The charge-off rate is measured as a ratio of all individual credit card accounts with unpaid balances that a lender no longer expect to be repaid by its cardholders, in relation to the total number of active credit card accounts in that lender’s portfolio. Charged-off accounts are written off of the lender’s books as losses, typically at 180 days after the last payment on the account has been received.

Credit Card Delinquencies down to 1.61%

The credit card delinquency rate also fell in February, by two basis points to 1.61 percent, which is the lowest level measured since Fitch started tracking the index in 1991. Moreover, this latest drop has pushed the delinquency rate 65 percent below the peak level reached at the end of 2009, Fitch tells us.

Fitch’s credit card delinquency rate is calculated as a ratio of the credit card accounts on which payments are overdue by 60 days or more, in relation to the total number of active accounts.
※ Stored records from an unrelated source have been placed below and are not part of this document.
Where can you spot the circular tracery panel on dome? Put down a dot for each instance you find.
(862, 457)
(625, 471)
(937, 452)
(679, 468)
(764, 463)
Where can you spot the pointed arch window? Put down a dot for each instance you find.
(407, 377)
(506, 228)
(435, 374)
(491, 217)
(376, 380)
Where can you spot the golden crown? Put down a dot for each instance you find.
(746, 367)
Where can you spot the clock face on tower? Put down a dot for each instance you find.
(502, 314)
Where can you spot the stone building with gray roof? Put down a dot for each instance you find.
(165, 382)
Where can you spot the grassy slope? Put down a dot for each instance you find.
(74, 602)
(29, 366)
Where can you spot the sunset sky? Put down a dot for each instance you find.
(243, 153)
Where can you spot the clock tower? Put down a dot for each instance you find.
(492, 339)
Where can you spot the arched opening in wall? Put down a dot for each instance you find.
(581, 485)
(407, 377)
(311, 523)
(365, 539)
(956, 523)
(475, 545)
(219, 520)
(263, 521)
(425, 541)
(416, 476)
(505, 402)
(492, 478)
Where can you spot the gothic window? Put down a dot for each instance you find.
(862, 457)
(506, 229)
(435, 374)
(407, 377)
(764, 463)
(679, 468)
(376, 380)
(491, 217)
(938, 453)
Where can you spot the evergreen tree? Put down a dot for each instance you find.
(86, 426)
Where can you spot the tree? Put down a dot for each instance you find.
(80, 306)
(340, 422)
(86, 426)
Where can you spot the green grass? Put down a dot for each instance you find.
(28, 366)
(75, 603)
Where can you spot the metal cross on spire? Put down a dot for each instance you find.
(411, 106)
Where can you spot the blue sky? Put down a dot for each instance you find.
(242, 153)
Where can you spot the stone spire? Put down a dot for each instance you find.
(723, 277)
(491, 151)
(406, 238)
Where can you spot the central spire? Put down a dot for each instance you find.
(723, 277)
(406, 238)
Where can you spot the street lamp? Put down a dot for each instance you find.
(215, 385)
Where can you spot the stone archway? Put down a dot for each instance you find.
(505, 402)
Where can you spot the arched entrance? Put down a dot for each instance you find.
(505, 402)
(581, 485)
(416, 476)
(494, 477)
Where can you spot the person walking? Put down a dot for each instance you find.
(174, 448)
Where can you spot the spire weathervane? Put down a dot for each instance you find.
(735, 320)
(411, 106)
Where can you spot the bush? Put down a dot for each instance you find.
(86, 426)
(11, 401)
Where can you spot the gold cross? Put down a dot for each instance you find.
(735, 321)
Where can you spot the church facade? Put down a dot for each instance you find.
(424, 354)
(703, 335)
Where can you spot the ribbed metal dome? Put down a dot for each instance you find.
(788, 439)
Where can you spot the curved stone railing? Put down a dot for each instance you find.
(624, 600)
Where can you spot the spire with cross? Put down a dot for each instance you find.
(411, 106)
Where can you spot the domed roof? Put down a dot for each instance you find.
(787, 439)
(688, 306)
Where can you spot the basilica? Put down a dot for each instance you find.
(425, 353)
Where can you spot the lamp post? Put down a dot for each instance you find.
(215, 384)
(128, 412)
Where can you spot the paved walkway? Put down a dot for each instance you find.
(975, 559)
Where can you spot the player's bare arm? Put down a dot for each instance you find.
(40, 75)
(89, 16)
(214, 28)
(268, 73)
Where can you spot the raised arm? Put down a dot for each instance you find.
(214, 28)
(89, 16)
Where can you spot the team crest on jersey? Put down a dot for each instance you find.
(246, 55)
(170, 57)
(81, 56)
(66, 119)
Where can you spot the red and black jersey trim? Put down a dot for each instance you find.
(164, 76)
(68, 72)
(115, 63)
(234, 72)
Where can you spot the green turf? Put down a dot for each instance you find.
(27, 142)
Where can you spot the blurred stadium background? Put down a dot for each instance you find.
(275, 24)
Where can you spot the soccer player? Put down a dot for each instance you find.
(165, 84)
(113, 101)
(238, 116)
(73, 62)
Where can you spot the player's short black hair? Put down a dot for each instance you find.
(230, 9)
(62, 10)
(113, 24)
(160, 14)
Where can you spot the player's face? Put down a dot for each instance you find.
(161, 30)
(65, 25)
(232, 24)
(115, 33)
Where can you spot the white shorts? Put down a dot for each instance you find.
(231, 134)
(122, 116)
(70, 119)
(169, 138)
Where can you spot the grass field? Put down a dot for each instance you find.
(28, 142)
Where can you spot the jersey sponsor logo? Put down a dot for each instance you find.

The ratings agency also keeps track of the “early-stage delinquency rate” for payments that are overdue by 30 – 59 days, however this rate was not reported in Fitch’s latest data release.

It is astonishing to see just how much the credit card delinquency rate has fallen. It’s been a while now since I’ve first started wondering whether there was still room left for the delinquency rate to fall and yet, it just keeps on falling month after month. I guess at this point the only certainty I still have is that the rate cannot drop below zero.

The Monthly Payment Rate up to 24.83%

The monthly payment rate (MPR) is another index tracked by Fitch which keeps amazing me. The MPR is calculated as a ratio of the total amount of credit card debt which American cardholders are repaying at the end of each month, in relation to the total outstanding principal balance on these accounts. In February, the (MPR) jumped by 1.09 percent from January’s level to 24.83 percent, the highest ratio Fitch has ever recorded.

To put this latest measurement in perspective and to get an idea of just how much higher credit card debt repayment now is on Americans’ list of financial priorities, consider the fact that historically the MPR has hovered around the mid-teens. And we don’t know how much further up the MPR is yet to climb. All the indications are that there is still room left for further improvement, but we just don’t know whether or not it will materialize.

The Takeaway

Fitch’s latest data are unquestionably a testament to Americans’ firm resolve to keep their credit card accounts in good shape. Now, that does not mean that Americans are not using their cards. On the contrary, credit card spending has been steadily rising. For example, in its latest SpendTrend analysis, First Data, the biggest payment processor in the U.S., told us that in February the dollar volume of consumer spending by credit cards in the U.S. grew by 7.9 percent year-over-year and. Rikard Bandebo, an economist with First Data, commented that the growth has been “in line with what we have seen in the past six or seven months”.

What remains to be seen is whether Americans will manage to maintain their newly-developed debt repayment discipline as the economy keeps improving and unemployment keeps falling. I believe that Fitch’s indices will eventually recede from their record levels, but as long as the MPR remains above the historical averages, both the delinquencies and charge-offs will also be better than what we are used to see.